Illya Kirzhner – 7 Minuten

DE

Der Minengang

Ein junges Mädchen in einem körperbetonten rosa Kleid gräbt mit einem Teelöffel den Boden um. Warum? Gräbt sie ein Grab? Will sie jemanden begraben? Jemanden, der im Krieg gefallen ist? Oder ist er zufällig gestorben? Ein Zufallsopfer? Wir leben in Kriegszeiten. Und in Kriegszeiten kann alles passieren. Vielleicht versucht sie auf diese Weise, die Vergangenheit zu begraben? Ihre Erinnerungen? Oder gräbt sie nach Schätzen um? Sucht sie einen Schatz?

Mit einem Teelöffel kann man keinen Schatz ausgraben. Und man kann auch nicht die ganze Vergangenheit begraben, in so einem kleinen Grab, auch nicht wenn man noch jung ist. Man kann mit einem Teelöffel nicht einmal einen richtigen Grab graben, ausser vielleicht für ein Insekt. Oder für einen kleinen Vogel. Kolibri. Oder für ein Papagei, der verstorben ist.

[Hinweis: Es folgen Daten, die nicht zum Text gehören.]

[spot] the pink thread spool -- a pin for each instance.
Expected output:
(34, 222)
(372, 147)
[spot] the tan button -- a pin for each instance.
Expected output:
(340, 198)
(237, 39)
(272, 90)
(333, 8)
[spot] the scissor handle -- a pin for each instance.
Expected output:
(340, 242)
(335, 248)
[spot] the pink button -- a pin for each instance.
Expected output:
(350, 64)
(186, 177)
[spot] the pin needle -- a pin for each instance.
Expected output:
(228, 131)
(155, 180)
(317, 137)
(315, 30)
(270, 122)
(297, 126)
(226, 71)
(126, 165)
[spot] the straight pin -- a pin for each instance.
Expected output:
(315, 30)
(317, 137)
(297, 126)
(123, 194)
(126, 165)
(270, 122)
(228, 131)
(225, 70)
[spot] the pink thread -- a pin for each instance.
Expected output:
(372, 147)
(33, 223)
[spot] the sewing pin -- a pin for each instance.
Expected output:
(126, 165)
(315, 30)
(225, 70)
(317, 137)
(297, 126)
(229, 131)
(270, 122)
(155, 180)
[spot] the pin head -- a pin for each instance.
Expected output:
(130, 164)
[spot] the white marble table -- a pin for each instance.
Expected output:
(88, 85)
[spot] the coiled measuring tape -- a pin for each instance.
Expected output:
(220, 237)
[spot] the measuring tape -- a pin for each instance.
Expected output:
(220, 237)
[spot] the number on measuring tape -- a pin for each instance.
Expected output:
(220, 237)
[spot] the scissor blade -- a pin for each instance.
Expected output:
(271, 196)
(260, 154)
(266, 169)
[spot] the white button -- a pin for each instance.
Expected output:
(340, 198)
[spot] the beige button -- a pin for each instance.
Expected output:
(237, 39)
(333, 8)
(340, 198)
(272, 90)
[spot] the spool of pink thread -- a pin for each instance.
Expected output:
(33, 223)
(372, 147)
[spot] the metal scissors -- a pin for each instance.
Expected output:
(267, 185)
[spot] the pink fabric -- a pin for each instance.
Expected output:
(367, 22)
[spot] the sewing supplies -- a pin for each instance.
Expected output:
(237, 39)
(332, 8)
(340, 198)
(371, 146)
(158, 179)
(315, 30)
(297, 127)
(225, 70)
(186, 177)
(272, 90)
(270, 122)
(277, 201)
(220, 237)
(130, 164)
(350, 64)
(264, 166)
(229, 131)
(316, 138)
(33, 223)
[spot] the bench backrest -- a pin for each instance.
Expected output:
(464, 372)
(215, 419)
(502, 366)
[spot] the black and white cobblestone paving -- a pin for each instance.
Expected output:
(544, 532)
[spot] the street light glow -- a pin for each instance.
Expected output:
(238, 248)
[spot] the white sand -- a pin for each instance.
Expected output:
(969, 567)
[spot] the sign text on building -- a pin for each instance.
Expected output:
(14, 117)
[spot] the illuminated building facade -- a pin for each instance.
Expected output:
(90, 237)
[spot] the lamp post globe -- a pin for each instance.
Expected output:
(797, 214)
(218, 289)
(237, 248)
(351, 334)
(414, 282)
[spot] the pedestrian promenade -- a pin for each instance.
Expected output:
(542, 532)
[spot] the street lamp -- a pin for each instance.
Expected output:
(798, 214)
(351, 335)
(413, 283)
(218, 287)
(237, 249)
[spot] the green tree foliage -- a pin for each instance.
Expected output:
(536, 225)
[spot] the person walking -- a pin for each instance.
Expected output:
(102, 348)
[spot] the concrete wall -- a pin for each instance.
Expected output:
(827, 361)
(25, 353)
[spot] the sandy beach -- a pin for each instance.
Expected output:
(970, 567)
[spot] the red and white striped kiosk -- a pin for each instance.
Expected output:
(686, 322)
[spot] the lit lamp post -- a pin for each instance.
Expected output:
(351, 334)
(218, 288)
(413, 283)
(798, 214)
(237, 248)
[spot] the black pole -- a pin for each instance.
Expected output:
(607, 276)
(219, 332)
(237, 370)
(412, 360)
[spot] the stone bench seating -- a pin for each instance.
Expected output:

Es war einmal, nicht jetzt. Bevor der Krieg ausbrach.

In einem mit einem Teelöffel ausgehobenen Grab ist es durchaus möglich, einige Erinnerungen zu begraben. Schreckliche, unangenehme, aber auch angenehme Erinnerungen. Über die Kindheit in der Ukraine. Über die Pubertät. Sie kann vielleicht die Erinnerungen an ihre erste Liebe begraben. Oder an das Verliebtsein. Oder an die Abhängigkeit. In der Pubertät kann man es noch nicht wirklich herausfinden. Aber auch im Erwachsenenalter ist es leider nicht einfach. Ein kleines Grab, durchaus geeignet für Erinnerungen an die erste Abhängigkeit der Zeiten der Pubertät. So etwas lässt sich durchaus mit einem Teelöffel in nur 7 Minuten ausgraben.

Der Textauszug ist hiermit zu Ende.